Beantown Cubans by Johnny Diaz

Beantown Cubans by Johnny Diaz

Author:Johnny Diaz
Language: eng
Format: epub
Publisher: Kensington
Published: 2010-10-15T04:00:00+00:00


After Mikey and I each eat a stack of pancakes topped with blueberries, strawberries, and banana slices at the IHOP, I drive him back to his parents’ house on the Marshfield-Duxbury border. The whole way, we talk about the accident, and I tell him how fun his parents are.

“I can see why you became an educator. Your parents seem to love what they do. How could you not be a teacher?” I say, driving on desolate Route 3 South.

“I used to visit my mom at her school and help her clean the chalkboard and decorate her room. It grew on me. And she’d let me help grade her papers. I felt like I was being groomed to pursue education from an early age, but instead of teaching, I went into counseling. I prefer to have small groups of kids or to be one-on-one,” he says, as the blur of the highway’s lightposts flash by behind his face in the passenger seat.

When we pull up to the colonial two-story house, I turn off the lights, and we sit inside the car.
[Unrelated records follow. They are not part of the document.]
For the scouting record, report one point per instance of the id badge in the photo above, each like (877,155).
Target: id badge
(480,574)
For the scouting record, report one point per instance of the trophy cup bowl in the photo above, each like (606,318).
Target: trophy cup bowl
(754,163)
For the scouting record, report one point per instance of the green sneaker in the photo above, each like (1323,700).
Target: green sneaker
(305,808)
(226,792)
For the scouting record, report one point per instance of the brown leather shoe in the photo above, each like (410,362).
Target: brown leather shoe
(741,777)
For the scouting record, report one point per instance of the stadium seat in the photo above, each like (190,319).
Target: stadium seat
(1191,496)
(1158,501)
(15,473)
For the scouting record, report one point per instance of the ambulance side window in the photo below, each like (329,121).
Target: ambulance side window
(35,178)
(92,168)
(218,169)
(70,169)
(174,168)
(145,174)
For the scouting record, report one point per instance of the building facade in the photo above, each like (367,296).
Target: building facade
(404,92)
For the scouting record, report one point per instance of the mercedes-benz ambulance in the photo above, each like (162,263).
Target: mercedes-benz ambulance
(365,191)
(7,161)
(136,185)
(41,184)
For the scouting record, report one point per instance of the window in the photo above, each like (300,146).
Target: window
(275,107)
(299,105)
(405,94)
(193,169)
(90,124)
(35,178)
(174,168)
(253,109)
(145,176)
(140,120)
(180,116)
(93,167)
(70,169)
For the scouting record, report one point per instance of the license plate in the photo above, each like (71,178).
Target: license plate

We both look at each other and look away. I grin with my mouth closed, even though a big old smile wants to break out.

“Tommy, I know I’ve thanked you about a dozen times, but I wanted to thank you again for tonight, for Providence and for everything.” His blue eyes glisten in the faint moonlight. I quickly look up through my Jeep’s front window, and I notice that the night sky is sequined with stars.

“Stop it! I would have done that for anyone!” I say, slouching in my Jeep’s bucket seat. I feel myself blushing.

“I know you would have done that for anyone who needed help. It’s the person that you are, but you did it for me, and that means the world to me right now.”

We sit there in silence, our eyes dancing with each other’s. And slowly, we lean toward each other. And then it happens. A sweet gentle kiss on the lips that makes my heart and spine tingle. Several more kisses follow until we pull away.

“Mikey…we shouldn’t.”

“Why? My feelings for you never went away,” he says, coming in for another kiss. I surrender to it.

“But…you shouldn’t be dating anyone. It’s your first year of recovery.”

“I know,” he whispers. “But my heart is telling me something else. I’ve got my drinking under control. My heart is another matter.”

We continue kissing. I taste remnants of the maple syrup on his lips.

I pull away again and create some distance on my side of the Jeep.

“I just want to support you, Mikey, and be your friend. I’ve read that alcoholics shouldn’t be dating someone in the first year of recovery because they have so much to deal with, and being emotionally involved with someone can only complicate matters. It’s not that I don’t care about you. You know that. I’m just trying to be the best supportive friend I can be.”

Mikey tilts his head and smiles.

“Tommy, I know you’re looking out for me, but I’m a big boy.